Friday, November 4, 2011

Did I Just See A Rocket Fly Overhead?

Rocketry for the Neanderthal 
(Written by Student: Michael Kruse)
   Recently on the practice football field there have been explosions, clinometers, streamers, and rockets. Donʼt worry! There arenʼt any terrorists within Chadron. It was only the trigonometry class taught by Vic Bradley.

   This rocket lab has been conducted by Mr. Bradley for 27 years. The idea behind the lab is to show students how trigonometry is used in modern day life for many people. Along with being a fun experience, the lab expresses how to use certain trigonometric functions. This lab, in particular, specifically uses different ways to use tangent (tangent is the trigonometric function that is expressed by the opposite side divided by the adjacent side of a triangle). Tangent helps the students find the rocket height and the angle of descent that the rocket came down at. Also, it gives the students a chance to understand how certain things affect a lab, with such variables as the wind, the angle launched at, and the rocket construction.


    What the students of the class have to do is build a rocket that either goes by the name of the Versatile Viking or by the Wizard. The rockets come unassembled, and the students must put them together from scratch with only instructions from the papers provided. “The construction was vital to the experiment because if you mess up while building the rocket, it could have major difficulties,” said Chadron High sophomore Cy Rayhill. Once the rockets are together, the young adults must paint them to make them a little more exciting to look at.

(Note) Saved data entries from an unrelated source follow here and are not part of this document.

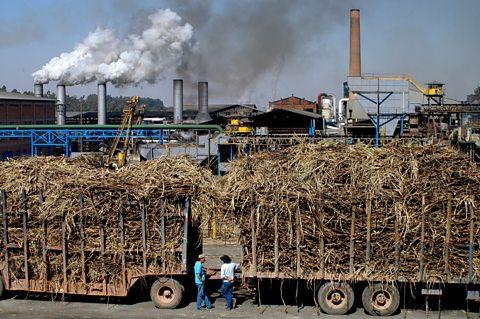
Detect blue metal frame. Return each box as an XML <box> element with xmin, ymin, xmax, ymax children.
<box><xmin>355</xmin><ymin>91</ymin><xmax>406</xmax><ymax>148</ymax></box>
<box><xmin>0</xmin><ymin>128</ymin><xmax>164</xmax><ymax>157</ymax></box>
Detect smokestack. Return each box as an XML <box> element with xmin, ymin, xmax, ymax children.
<box><xmin>97</xmin><ymin>82</ymin><xmax>107</xmax><ymax>125</ymax></box>
<box><xmin>56</xmin><ymin>84</ymin><xmax>66</xmax><ymax>125</ymax></box>
<box><xmin>349</xmin><ymin>9</ymin><xmax>361</xmax><ymax>77</ymax></box>
<box><xmin>34</xmin><ymin>83</ymin><xmax>43</xmax><ymax>97</ymax></box>
<box><xmin>195</xmin><ymin>81</ymin><xmax>212</xmax><ymax>124</ymax></box>
<box><xmin>173</xmin><ymin>79</ymin><xmax>183</xmax><ymax>124</ymax></box>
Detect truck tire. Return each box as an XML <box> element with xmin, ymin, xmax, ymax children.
<box><xmin>362</xmin><ymin>283</ymin><xmax>400</xmax><ymax>316</ymax></box>
<box><xmin>317</xmin><ymin>281</ymin><xmax>354</xmax><ymax>315</ymax></box>
<box><xmin>150</xmin><ymin>278</ymin><xmax>183</xmax><ymax>309</ymax></box>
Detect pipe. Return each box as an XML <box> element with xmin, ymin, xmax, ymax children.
<box><xmin>317</xmin><ymin>93</ymin><xmax>324</xmax><ymax>115</ymax></box>
<box><xmin>332</xmin><ymin>95</ymin><xmax>337</xmax><ymax>121</ymax></box>
<box><xmin>173</xmin><ymin>79</ymin><xmax>183</xmax><ymax>124</ymax></box>
<box><xmin>338</xmin><ymin>98</ymin><xmax>349</xmax><ymax>123</ymax></box>
<box><xmin>0</xmin><ymin>124</ymin><xmax>225</xmax><ymax>133</ymax></box>
<box><xmin>34</xmin><ymin>83</ymin><xmax>43</xmax><ymax>97</ymax></box>
<box><xmin>97</xmin><ymin>82</ymin><xmax>107</xmax><ymax>125</ymax></box>
<box><xmin>56</xmin><ymin>84</ymin><xmax>66</xmax><ymax>125</ymax></box>
<box><xmin>195</xmin><ymin>81</ymin><xmax>212</xmax><ymax>123</ymax></box>
<box><xmin>349</xmin><ymin>9</ymin><xmax>361</xmax><ymax>77</ymax></box>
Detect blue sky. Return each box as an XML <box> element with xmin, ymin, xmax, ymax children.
<box><xmin>1</xmin><ymin>0</ymin><xmax>479</xmax><ymax>108</ymax></box>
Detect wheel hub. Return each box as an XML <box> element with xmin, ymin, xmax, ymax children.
<box><xmin>159</xmin><ymin>287</ymin><xmax>174</xmax><ymax>301</ymax></box>
<box><xmin>331</xmin><ymin>292</ymin><xmax>342</xmax><ymax>304</ymax></box>
<box><xmin>375</xmin><ymin>293</ymin><xmax>387</xmax><ymax>306</ymax></box>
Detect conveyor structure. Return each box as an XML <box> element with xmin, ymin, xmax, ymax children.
<box><xmin>0</xmin><ymin>125</ymin><xmax>224</xmax><ymax>157</ymax></box>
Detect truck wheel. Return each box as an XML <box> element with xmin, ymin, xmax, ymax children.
<box><xmin>317</xmin><ymin>282</ymin><xmax>354</xmax><ymax>314</ymax></box>
<box><xmin>362</xmin><ymin>283</ymin><xmax>400</xmax><ymax>316</ymax></box>
<box><xmin>150</xmin><ymin>278</ymin><xmax>183</xmax><ymax>309</ymax></box>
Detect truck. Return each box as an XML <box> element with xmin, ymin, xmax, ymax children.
<box><xmin>0</xmin><ymin>188</ymin><xmax>201</xmax><ymax>309</ymax></box>
<box><xmin>220</xmin><ymin>142</ymin><xmax>480</xmax><ymax>316</ymax></box>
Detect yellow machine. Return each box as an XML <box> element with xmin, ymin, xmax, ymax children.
<box><xmin>426</xmin><ymin>82</ymin><xmax>444</xmax><ymax>96</ymax></box>
<box><xmin>105</xmin><ymin>96</ymin><xmax>144</xmax><ymax>168</ymax></box>
<box><xmin>225</xmin><ymin>118</ymin><xmax>253</xmax><ymax>135</ymax></box>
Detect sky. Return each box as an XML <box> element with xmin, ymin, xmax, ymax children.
<box><xmin>1</xmin><ymin>0</ymin><xmax>479</xmax><ymax>109</ymax></box>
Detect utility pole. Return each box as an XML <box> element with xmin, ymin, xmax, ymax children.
<box><xmin>79</xmin><ymin>96</ymin><xmax>84</xmax><ymax>152</ymax></box>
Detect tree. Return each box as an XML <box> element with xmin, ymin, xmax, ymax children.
<box><xmin>0</xmin><ymin>85</ymin><xmax>6</xmax><ymax>92</ymax></box>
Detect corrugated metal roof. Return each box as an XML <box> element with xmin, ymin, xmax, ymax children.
<box><xmin>271</xmin><ymin>107</ymin><xmax>322</xmax><ymax>119</ymax></box>
<box><xmin>182</xmin><ymin>103</ymin><xmax>250</xmax><ymax>111</ymax></box>
<box><xmin>212</xmin><ymin>104</ymin><xmax>258</xmax><ymax>113</ymax></box>
<box><xmin>0</xmin><ymin>91</ymin><xmax>56</xmax><ymax>101</ymax></box>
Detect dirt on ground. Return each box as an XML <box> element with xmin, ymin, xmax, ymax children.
<box><xmin>0</xmin><ymin>296</ymin><xmax>478</xmax><ymax>319</ymax></box>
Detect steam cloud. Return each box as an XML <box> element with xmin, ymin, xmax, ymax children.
<box><xmin>32</xmin><ymin>9</ymin><xmax>193</xmax><ymax>86</ymax></box>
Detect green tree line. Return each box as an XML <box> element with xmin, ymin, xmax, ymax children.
<box><xmin>1</xmin><ymin>85</ymin><xmax>165</xmax><ymax>112</ymax></box>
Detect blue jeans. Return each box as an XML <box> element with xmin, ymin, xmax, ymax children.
<box><xmin>220</xmin><ymin>281</ymin><xmax>234</xmax><ymax>309</ymax></box>
<box><xmin>196</xmin><ymin>284</ymin><xmax>212</xmax><ymax>310</ymax></box>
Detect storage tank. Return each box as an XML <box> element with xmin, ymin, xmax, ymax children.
<box><xmin>321</xmin><ymin>96</ymin><xmax>334</xmax><ymax>120</ymax></box>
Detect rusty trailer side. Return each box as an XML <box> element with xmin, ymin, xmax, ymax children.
<box><xmin>0</xmin><ymin>189</ymin><xmax>197</xmax><ymax>302</ymax></box>
<box><xmin>240</xmin><ymin>194</ymin><xmax>480</xmax><ymax>316</ymax></box>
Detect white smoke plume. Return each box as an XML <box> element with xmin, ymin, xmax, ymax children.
<box><xmin>32</xmin><ymin>9</ymin><xmax>193</xmax><ymax>86</ymax></box>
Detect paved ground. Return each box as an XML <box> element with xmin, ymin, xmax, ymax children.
<box><xmin>0</xmin><ymin>296</ymin><xmax>478</xmax><ymax>319</ymax></box>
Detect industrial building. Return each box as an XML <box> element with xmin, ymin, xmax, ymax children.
<box><xmin>269</xmin><ymin>95</ymin><xmax>317</xmax><ymax>113</ymax></box>
<box><xmin>0</xmin><ymin>91</ymin><xmax>56</xmax><ymax>158</ymax></box>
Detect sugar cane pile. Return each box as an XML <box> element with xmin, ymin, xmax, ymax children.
<box><xmin>0</xmin><ymin>155</ymin><xmax>220</xmax><ymax>290</ymax></box>
<box><xmin>222</xmin><ymin>141</ymin><xmax>480</xmax><ymax>282</ymax></box>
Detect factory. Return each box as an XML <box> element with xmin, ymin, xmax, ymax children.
<box><xmin>1</xmin><ymin>6</ymin><xmax>480</xmax><ymax>316</ymax></box>
<box><xmin>0</xmin><ymin>89</ymin><xmax>56</xmax><ymax>158</ymax></box>
<box><xmin>1</xmin><ymin>8</ymin><xmax>477</xmax><ymax>167</ymax></box>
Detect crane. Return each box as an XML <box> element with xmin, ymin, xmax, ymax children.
<box><xmin>105</xmin><ymin>96</ymin><xmax>143</xmax><ymax>168</ymax></box>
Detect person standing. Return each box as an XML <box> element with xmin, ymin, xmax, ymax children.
<box><xmin>220</xmin><ymin>255</ymin><xmax>240</xmax><ymax>310</ymax></box>
<box><xmin>194</xmin><ymin>254</ymin><xmax>213</xmax><ymax>310</ymax></box>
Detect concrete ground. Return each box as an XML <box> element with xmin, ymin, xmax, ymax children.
<box><xmin>0</xmin><ymin>296</ymin><xmax>478</xmax><ymax>319</ymax></box>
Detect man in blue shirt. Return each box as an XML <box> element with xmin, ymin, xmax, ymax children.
<box><xmin>194</xmin><ymin>254</ymin><xmax>213</xmax><ymax>310</ymax></box>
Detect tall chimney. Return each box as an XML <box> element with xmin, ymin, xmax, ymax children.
<box><xmin>195</xmin><ymin>81</ymin><xmax>212</xmax><ymax>123</ymax></box>
<box><xmin>349</xmin><ymin>9</ymin><xmax>361</xmax><ymax>77</ymax></box>
<box><xmin>97</xmin><ymin>82</ymin><xmax>107</xmax><ymax>125</ymax></box>
<box><xmin>173</xmin><ymin>79</ymin><xmax>183</xmax><ymax>124</ymax></box>
<box><xmin>56</xmin><ymin>84</ymin><xmax>66</xmax><ymax>125</ymax></box>
<box><xmin>34</xmin><ymin>83</ymin><xmax>43</xmax><ymax>97</ymax></box>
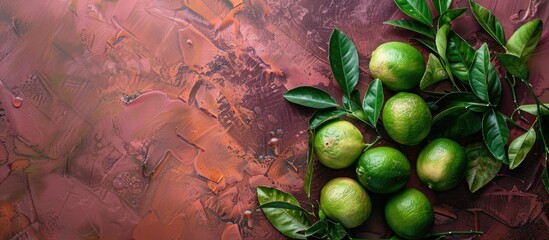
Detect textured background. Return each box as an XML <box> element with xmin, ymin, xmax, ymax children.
<box><xmin>0</xmin><ymin>0</ymin><xmax>548</xmax><ymax>239</ymax></box>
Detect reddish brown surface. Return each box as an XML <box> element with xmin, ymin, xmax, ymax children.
<box><xmin>0</xmin><ymin>0</ymin><xmax>548</xmax><ymax>239</ymax></box>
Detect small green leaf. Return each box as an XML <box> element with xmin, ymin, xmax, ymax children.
<box><xmin>303</xmin><ymin>131</ymin><xmax>315</xmax><ymax>198</ymax></box>
<box><xmin>309</xmin><ymin>109</ymin><xmax>347</xmax><ymax>130</ymax></box>
<box><xmin>394</xmin><ymin>0</ymin><xmax>434</xmax><ymax>27</ymax></box>
<box><xmin>329</xmin><ymin>29</ymin><xmax>359</xmax><ymax>96</ymax></box>
<box><xmin>304</xmin><ymin>220</ymin><xmax>328</xmax><ymax>237</ymax></box>
<box><xmin>469</xmin><ymin>43</ymin><xmax>502</xmax><ymax>105</ymax></box>
<box><xmin>327</xmin><ymin>221</ymin><xmax>348</xmax><ymax>240</ymax></box>
<box><xmin>496</xmin><ymin>53</ymin><xmax>529</xmax><ymax>80</ymax></box>
<box><xmin>507</xmin><ymin>19</ymin><xmax>543</xmax><ymax>61</ymax></box>
<box><xmin>482</xmin><ymin>110</ymin><xmax>510</xmax><ymax>164</ymax></box>
<box><xmin>508</xmin><ymin>127</ymin><xmax>536</xmax><ymax>169</ymax></box>
<box><xmin>438</xmin><ymin>8</ymin><xmax>467</xmax><ymax>29</ymax></box>
<box><xmin>384</xmin><ymin>20</ymin><xmax>435</xmax><ymax>39</ymax></box>
<box><xmin>362</xmin><ymin>79</ymin><xmax>384</xmax><ymax>127</ymax></box>
<box><xmin>447</xmin><ymin>31</ymin><xmax>475</xmax><ymax>82</ymax></box>
<box><xmin>518</xmin><ymin>104</ymin><xmax>549</xmax><ymax>116</ymax></box>
<box><xmin>413</xmin><ymin>38</ymin><xmax>438</xmax><ymax>53</ymax></box>
<box><xmin>257</xmin><ymin>186</ymin><xmax>311</xmax><ymax>239</ymax></box>
<box><xmin>284</xmin><ymin>86</ymin><xmax>339</xmax><ymax>109</ymax></box>
<box><xmin>465</xmin><ymin>142</ymin><xmax>502</xmax><ymax>192</ymax></box>
<box><xmin>432</xmin><ymin>0</ymin><xmax>452</xmax><ymax>15</ymax></box>
<box><xmin>420</xmin><ymin>53</ymin><xmax>448</xmax><ymax>89</ymax></box>
<box><xmin>436</xmin><ymin>24</ymin><xmax>450</xmax><ymax>63</ymax></box>
<box><xmin>542</xmin><ymin>167</ymin><xmax>549</xmax><ymax>193</ymax></box>
<box><xmin>469</xmin><ymin>0</ymin><xmax>506</xmax><ymax>48</ymax></box>
<box><xmin>343</xmin><ymin>95</ymin><xmax>371</xmax><ymax>126</ymax></box>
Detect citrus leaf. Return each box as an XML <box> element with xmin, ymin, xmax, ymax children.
<box><xmin>469</xmin><ymin>43</ymin><xmax>502</xmax><ymax>105</ymax></box>
<box><xmin>257</xmin><ymin>186</ymin><xmax>311</xmax><ymax>239</ymax></box>
<box><xmin>518</xmin><ymin>104</ymin><xmax>549</xmax><ymax>116</ymax></box>
<box><xmin>508</xmin><ymin>127</ymin><xmax>536</xmax><ymax>169</ymax></box>
<box><xmin>465</xmin><ymin>142</ymin><xmax>502</xmax><ymax>192</ymax></box>
<box><xmin>436</xmin><ymin>24</ymin><xmax>450</xmax><ymax>63</ymax></box>
<box><xmin>432</xmin><ymin>0</ymin><xmax>452</xmax><ymax>15</ymax></box>
<box><xmin>495</xmin><ymin>53</ymin><xmax>529</xmax><ymax>80</ymax></box>
<box><xmin>447</xmin><ymin>31</ymin><xmax>475</xmax><ymax>82</ymax></box>
<box><xmin>303</xmin><ymin>131</ymin><xmax>315</xmax><ymax>198</ymax></box>
<box><xmin>394</xmin><ymin>0</ymin><xmax>434</xmax><ymax>27</ymax></box>
<box><xmin>304</xmin><ymin>220</ymin><xmax>328</xmax><ymax>237</ymax></box>
<box><xmin>309</xmin><ymin>109</ymin><xmax>347</xmax><ymax>130</ymax></box>
<box><xmin>327</xmin><ymin>221</ymin><xmax>347</xmax><ymax>240</ymax></box>
<box><xmin>420</xmin><ymin>54</ymin><xmax>448</xmax><ymax>89</ymax></box>
<box><xmin>343</xmin><ymin>95</ymin><xmax>372</xmax><ymax>126</ymax></box>
<box><xmin>362</xmin><ymin>79</ymin><xmax>384</xmax><ymax>127</ymax></box>
<box><xmin>329</xmin><ymin>29</ymin><xmax>359</xmax><ymax>96</ymax></box>
<box><xmin>507</xmin><ymin>19</ymin><xmax>543</xmax><ymax>61</ymax></box>
<box><xmin>468</xmin><ymin>0</ymin><xmax>506</xmax><ymax>48</ymax></box>
<box><xmin>434</xmin><ymin>92</ymin><xmax>485</xmax><ymax>109</ymax></box>
<box><xmin>256</xmin><ymin>201</ymin><xmax>310</xmax><ymax>213</ymax></box>
<box><xmin>284</xmin><ymin>86</ymin><xmax>339</xmax><ymax>109</ymax></box>
<box><xmin>413</xmin><ymin>38</ymin><xmax>438</xmax><ymax>53</ymax></box>
<box><xmin>438</xmin><ymin>8</ymin><xmax>467</xmax><ymax>29</ymax></box>
<box><xmin>431</xmin><ymin>108</ymin><xmax>482</xmax><ymax>139</ymax></box>
<box><xmin>482</xmin><ymin>110</ymin><xmax>509</xmax><ymax>164</ymax></box>
<box><xmin>384</xmin><ymin>20</ymin><xmax>435</xmax><ymax>39</ymax></box>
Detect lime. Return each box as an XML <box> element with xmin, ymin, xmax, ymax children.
<box><xmin>369</xmin><ymin>42</ymin><xmax>425</xmax><ymax>91</ymax></box>
<box><xmin>320</xmin><ymin>177</ymin><xmax>372</xmax><ymax>228</ymax></box>
<box><xmin>382</xmin><ymin>92</ymin><xmax>431</xmax><ymax>145</ymax></box>
<box><xmin>416</xmin><ymin>138</ymin><xmax>466</xmax><ymax>191</ymax></box>
<box><xmin>314</xmin><ymin>120</ymin><xmax>365</xmax><ymax>169</ymax></box>
<box><xmin>356</xmin><ymin>147</ymin><xmax>410</xmax><ymax>194</ymax></box>
<box><xmin>385</xmin><ymin>188</ymin><xmax>434</xmax><ymax>239</ymax></box>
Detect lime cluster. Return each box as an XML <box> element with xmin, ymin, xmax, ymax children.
<box><xmin>316</xmin><ymin>42</ymin><xmax>468</xmax><ymax>239</ymax></box>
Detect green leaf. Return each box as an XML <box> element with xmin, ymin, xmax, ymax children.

   When the building process is complete, students must prepare the engines. The engines only include an igniter, an engine (with the fuel powder), and some burn paper (paper to prevent the rocket from burning up). The igniter is placed into a small hole at the end of the engine then plugged in this hole because the rockets are sent off by an electric current rather than by fuse. To hold the igniter in place students take a plug to push it into the same hole as the igniter until it is tight. When assembled students insert the engine into the rear end of the rocket.
   
   Once the rocket has its engine and is fully prepared, the students get ready to launch. The tests for the launches are taken out on the practice football field because it is an open, level surface. When the launches begin students must take certain notes such as the angle of the rocket at two points done at 350 feet away and 425 feet away. The angle is determined by the readings on a clinometer (a tool used to measure angles by pointing the tip at the object). Also recovery must be conducted by students in order to know the distance away from the launch pad it had drifted in the wind.
 

    The lab has been conducted at Chadron High School for ten years, and has been fun for many students over those years. Chadron High sophomore Larissa Hastings said, “I think it was a fun way to show how we use trig in our society.” Many people do not understand what things in life really involve trig, but thanks to this lab students are a little more knowledgable about what type of mathematics lies around us.